AAV dsDNA footprinting in the liver. AAV2 or AAV8 carrying ALP or cre was administered i.v. to ROSA26R mice at a dose of 1 × 10¹¹ vector genomes. (A) Staining of ALP or LacZ expression in the liver section of mice receiving AAV2-based vectors at various time points after vector administration. Neg represents a negative control before vectors were administered. (Scale bar: 100 μm.) (B) Staining of ALP or LacZ expression in the liver section of mice receiving AAV8-based vectors at various time points after vector administration. (C) Southern blot analysis of rAAV genome after vector administration. Total cellular mouse liver DNA was extracted from liver samples of each time point. Twenty micrograms of BglII-, MfeI-, and EcoRV-digested genomic DNA was separated on 0.8% agarose gel. Hybridization was performed by using CB promoter probe recovered by EcoRI. Genome copy number standards are shown in the figure. Fragment size corresponding to the ALP or cre vector is also indicated. ss represents the ssDNA from the incoming vector.

Fig. 4.

Instability of scAAV genomes. Self-complementary AAV2 vectors carrying TTR-ALP or TTR-cre (1:1) were administered i.v. to the ROSA26R mice at a dose of 1 × 10¹¹ vector genomes. Liver were harvested at various time points after vector administration, and the ALP and lacZ gene expression was analyzed by histochemical staining. Neg represents a negative control before vectors were administered. (Scale bar: 100 μm.)

Fig. 5.

rAAV genomes remain mostly as episomes. ROSA26R mice were injected with AAV-CB-ALP and AAV-CB-cre (1:1) at a dose of 1 × 10¹¹ vector genomes per animal through the tail vein. After 6 weeks, half of the mice (n = 3) underwent partial hepatectomy (PH). All animals were killed another 6 weeks later. ALP or LacZ staining of the liver sections before and after PH is shown.
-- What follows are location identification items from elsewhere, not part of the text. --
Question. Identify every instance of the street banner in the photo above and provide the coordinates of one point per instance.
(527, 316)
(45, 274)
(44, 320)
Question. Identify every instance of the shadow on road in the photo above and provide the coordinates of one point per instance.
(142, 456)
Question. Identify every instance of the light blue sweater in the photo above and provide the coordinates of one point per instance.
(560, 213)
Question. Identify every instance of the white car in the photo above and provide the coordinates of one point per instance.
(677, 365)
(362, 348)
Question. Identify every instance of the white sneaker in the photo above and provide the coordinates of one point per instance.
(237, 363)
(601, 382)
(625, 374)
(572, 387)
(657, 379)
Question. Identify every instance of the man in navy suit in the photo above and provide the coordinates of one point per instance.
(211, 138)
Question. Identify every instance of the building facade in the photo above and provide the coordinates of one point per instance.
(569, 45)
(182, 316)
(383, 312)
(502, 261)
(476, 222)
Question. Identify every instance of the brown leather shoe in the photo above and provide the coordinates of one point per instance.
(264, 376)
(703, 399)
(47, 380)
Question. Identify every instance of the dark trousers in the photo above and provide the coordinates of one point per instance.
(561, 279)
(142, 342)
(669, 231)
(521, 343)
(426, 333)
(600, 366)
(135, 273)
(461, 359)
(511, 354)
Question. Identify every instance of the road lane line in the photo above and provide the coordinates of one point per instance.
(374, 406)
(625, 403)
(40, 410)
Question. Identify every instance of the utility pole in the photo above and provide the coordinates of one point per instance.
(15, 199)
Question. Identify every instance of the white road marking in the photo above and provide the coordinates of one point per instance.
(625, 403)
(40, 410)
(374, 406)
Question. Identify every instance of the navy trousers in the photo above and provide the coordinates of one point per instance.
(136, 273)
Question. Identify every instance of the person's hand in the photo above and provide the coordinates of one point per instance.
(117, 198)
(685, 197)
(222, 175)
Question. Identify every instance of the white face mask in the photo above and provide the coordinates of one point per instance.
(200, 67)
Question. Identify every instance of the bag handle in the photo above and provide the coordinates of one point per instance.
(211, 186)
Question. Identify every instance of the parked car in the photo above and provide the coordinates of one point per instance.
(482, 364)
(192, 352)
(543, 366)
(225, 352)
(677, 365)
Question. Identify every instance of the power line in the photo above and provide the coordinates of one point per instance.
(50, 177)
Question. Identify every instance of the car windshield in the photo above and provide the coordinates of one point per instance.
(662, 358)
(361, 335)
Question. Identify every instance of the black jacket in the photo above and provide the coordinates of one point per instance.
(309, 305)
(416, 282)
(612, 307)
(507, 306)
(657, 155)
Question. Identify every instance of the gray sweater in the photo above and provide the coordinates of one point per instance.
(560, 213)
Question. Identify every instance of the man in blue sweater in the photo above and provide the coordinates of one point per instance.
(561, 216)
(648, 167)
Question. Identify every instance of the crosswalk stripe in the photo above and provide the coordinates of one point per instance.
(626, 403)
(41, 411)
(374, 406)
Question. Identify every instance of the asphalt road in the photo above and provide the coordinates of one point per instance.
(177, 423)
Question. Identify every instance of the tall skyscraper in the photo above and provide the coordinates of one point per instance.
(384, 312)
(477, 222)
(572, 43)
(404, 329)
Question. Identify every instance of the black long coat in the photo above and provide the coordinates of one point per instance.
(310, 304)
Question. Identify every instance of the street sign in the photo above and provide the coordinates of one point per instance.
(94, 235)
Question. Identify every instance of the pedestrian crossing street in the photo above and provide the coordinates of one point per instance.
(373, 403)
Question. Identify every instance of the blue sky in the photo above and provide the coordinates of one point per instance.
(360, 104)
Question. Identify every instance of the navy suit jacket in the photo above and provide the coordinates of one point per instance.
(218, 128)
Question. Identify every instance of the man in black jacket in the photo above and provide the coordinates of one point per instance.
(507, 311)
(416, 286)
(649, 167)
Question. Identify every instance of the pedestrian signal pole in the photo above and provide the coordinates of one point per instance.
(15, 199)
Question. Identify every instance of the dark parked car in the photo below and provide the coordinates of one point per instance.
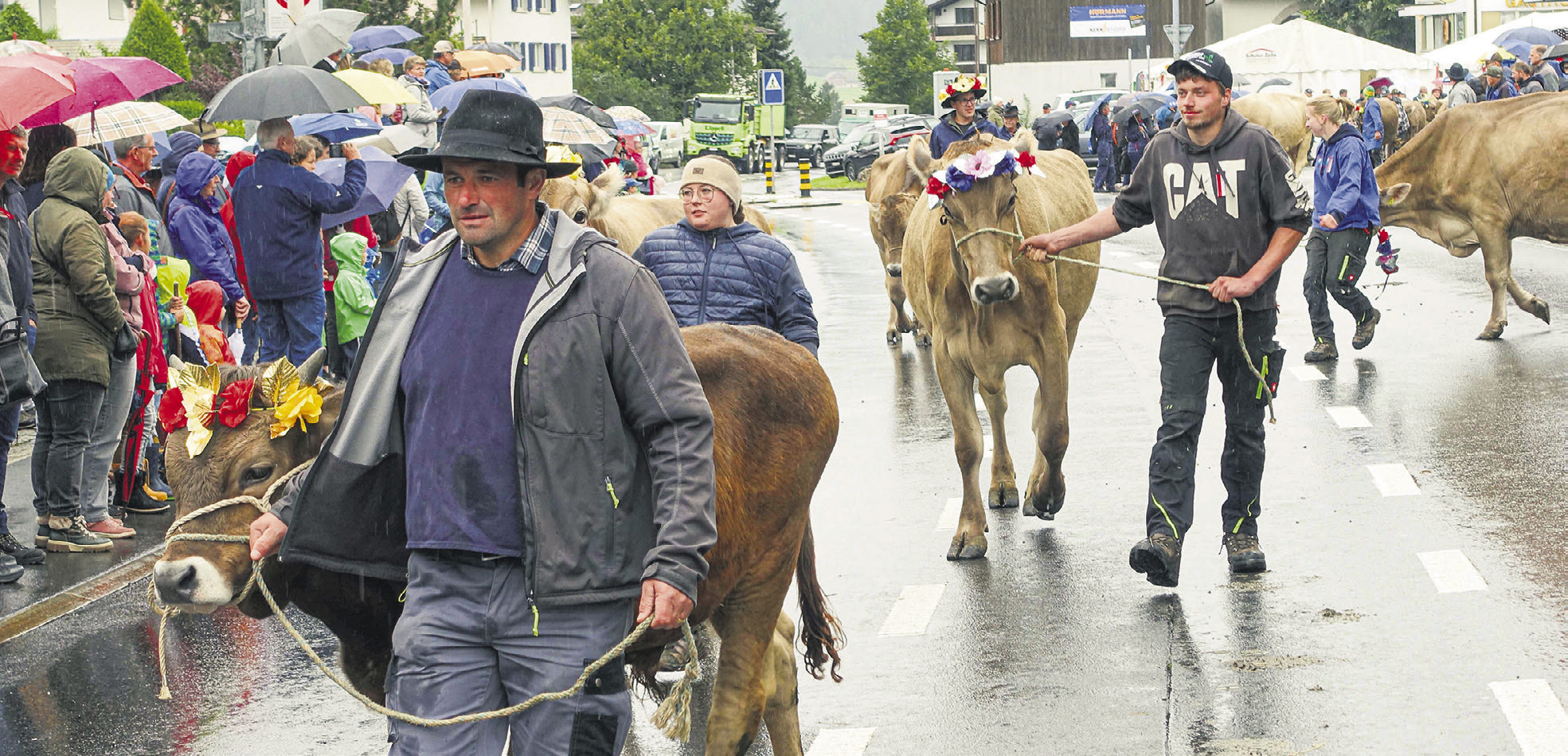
(808, 142)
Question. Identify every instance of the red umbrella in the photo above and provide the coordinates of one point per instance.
(30, 84)
(105, 82)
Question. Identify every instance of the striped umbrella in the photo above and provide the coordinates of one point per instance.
(126, 119)
(566, 127)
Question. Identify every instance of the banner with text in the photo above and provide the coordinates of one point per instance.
(1106, 21)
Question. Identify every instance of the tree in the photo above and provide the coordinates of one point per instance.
(682, 48)
(776, 52)
(18, 24)
(151, 35)
(1372, 19)
(901, 57)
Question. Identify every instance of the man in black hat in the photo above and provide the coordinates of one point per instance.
(1228, 209)
(530, 441)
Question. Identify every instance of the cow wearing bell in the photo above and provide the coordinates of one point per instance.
(1465, 192)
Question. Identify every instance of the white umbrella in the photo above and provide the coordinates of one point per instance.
(317, 37)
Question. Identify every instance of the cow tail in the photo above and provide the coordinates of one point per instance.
(819, 631)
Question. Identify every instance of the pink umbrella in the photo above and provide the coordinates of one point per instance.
(30, 84)
(105, 82)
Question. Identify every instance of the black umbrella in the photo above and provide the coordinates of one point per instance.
(582, 105)
(281, 92)
(498, 49)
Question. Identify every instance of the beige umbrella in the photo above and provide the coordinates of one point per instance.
(566, 127)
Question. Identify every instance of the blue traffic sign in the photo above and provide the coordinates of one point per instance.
(770, 82)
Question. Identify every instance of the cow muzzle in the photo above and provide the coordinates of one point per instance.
(192, 584)
(995, 289)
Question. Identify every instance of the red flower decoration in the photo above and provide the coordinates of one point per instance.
(171, 411)
(234, 402)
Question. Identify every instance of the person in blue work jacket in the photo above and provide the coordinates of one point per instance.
(961, 123)
(1346, 194)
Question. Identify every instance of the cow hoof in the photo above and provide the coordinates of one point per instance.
(966, 548)
(1004, 498)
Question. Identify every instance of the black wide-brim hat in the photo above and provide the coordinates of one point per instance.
(496, 126)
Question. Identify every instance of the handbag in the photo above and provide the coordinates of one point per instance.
(19, 377)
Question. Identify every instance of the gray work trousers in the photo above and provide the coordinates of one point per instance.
(469, 642)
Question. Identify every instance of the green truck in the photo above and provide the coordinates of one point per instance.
(723, 124)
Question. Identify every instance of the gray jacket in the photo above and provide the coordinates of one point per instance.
(615, 437)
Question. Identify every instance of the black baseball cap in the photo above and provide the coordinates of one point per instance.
(1205, 63)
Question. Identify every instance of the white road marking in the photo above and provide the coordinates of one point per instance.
(1349, 417)
(913, 610)
(1535, 715)
(1394, 479)
(1453, 571)
(949, 518)
(841, 742)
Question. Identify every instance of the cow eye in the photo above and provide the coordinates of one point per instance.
(256, 474)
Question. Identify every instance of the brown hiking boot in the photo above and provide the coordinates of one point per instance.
(1322, 352)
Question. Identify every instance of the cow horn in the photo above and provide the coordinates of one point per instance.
(312, 366)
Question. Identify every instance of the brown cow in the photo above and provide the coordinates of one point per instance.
(1466, 194)
(886, 179)
(775, 422)
(626, 218)
(988, 314)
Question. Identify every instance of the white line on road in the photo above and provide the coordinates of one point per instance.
(949, 519)
(841, 742)
(1349, 417)
(1394, 479)
(1451, 571)
(1535, 715)
(913, 610)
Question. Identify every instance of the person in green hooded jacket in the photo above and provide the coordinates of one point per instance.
(352, 297)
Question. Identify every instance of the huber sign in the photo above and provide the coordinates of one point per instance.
(1089, 21)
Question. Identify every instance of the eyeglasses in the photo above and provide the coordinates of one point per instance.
(697, 195)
Control mice receiving saline were subjected to the same PH procedure. (Scale bar: 100 μm.)

Fig. 6.

Theoretical model for transient AAV dsDNA in rAAV transduction life cycle. (A) Transient dsDNA status during AAV2 transduction. (B) Transient dsDNA during AAV8 transduction. The difference between AAV2 and AAV8 in uncoating is noted in the figure as “slow” and “fast.” The traditional rate-limiting step is also noted in the figure. **, all of the steps that may involve degradation. The vector DNA illustrated by dotted line represents lost AAV genomes.